生没年月日【注】 明治21年/1888年12月26日~昭和23年/1948年3月6日
在任期間 第1回~第16回(通算8年・16回)
在任年齢 46歳6ヶ月~54歳0ヶ月
経歴 本名=菊池寛(キクチ・ヒロシ)。
香川県生まれ。京都帝大文科大学英文科卒。
一高在学中に芥川龍之介らに接し、大正3年第3次『新思潮』、大正5年第4次『新思潮』に参加。
同誌に戯曲「屋上の狂人」「父帰る」などを発表した。
大学卒業後に、時事新報社入社。「無名作家の日記」「忠直卿行状記」「恩讐の彼方に」などの小説で、作家として認められる。

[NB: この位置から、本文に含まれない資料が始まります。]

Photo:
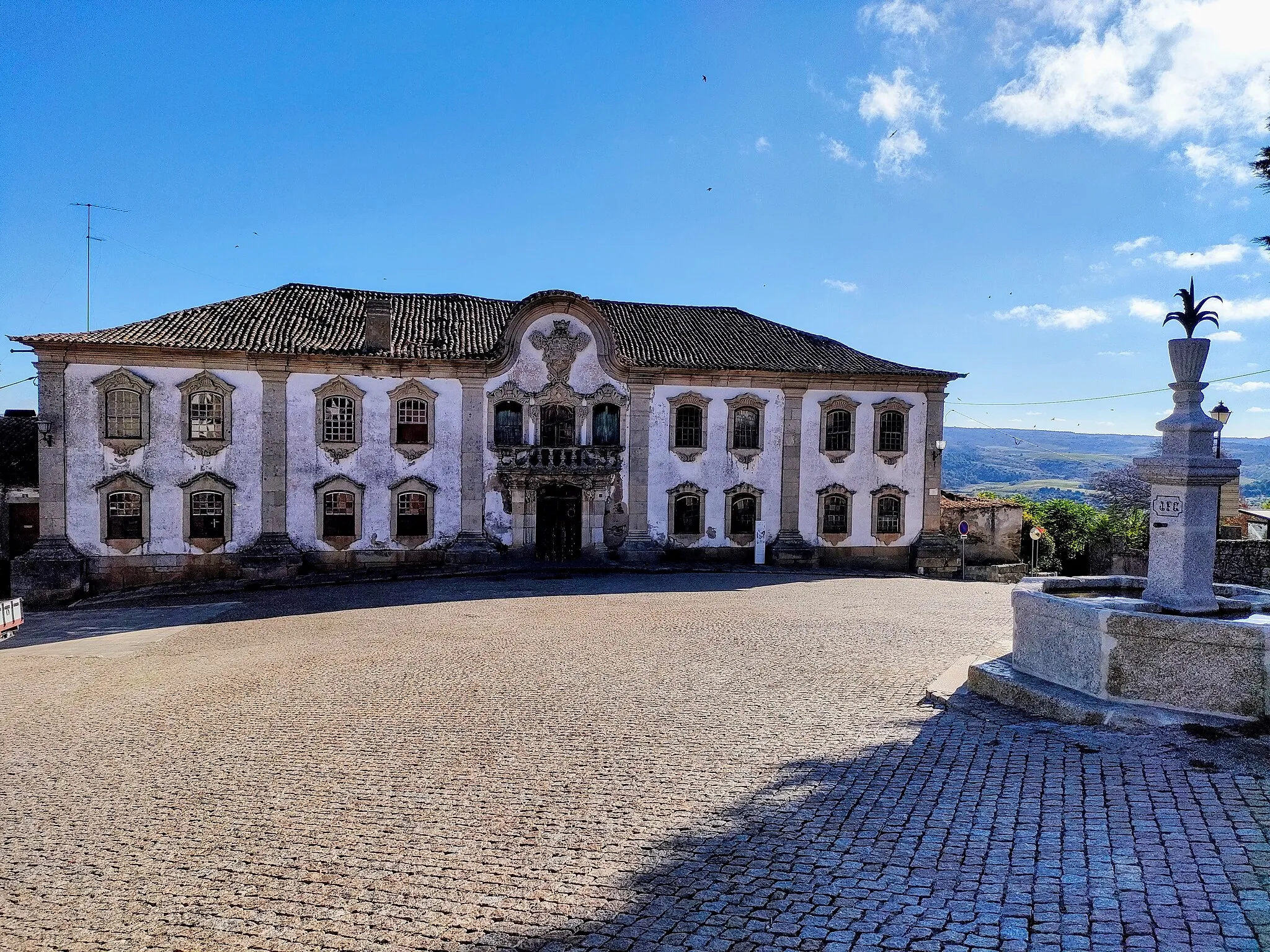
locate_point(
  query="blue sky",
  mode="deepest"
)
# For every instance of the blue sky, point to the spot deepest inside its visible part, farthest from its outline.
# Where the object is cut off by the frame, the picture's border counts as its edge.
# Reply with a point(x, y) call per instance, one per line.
point(939, 183)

大正12年/1923年、文藝春秋社を創立し『文藝春秋』創刊。
大正15年/1926年、劇作家協会と小説家協会を合併するかたちで日本文芸家協会を組織し、昭和11年/1936年に初代会長に就任した。
戦時中、日本文学報国会や大東亜文学者大会の役員を務め、戦後、公職追放をうけたまま逝去。
また、言うまでもないが、昭和10年/1935年の芥川龍之介賞・直木三十五賞両賞の創設者でもある。
受賞歴・候補歴
個人全集 『菊池寛文学全集』全10巻(文藝春秋新社)
備考 菊池寛は、『文藝春秋』誌のなかに「話の屑籠」という
自分の考えを発表する欄を持っていたためか、
選評はほとんど書かず、受賞作品についての感想などを「話の屑籠」に書いている。
そこで、当サイトの「選評の概要」では、菊池寛に限って、
「話の屑籠」も参照にして引用している。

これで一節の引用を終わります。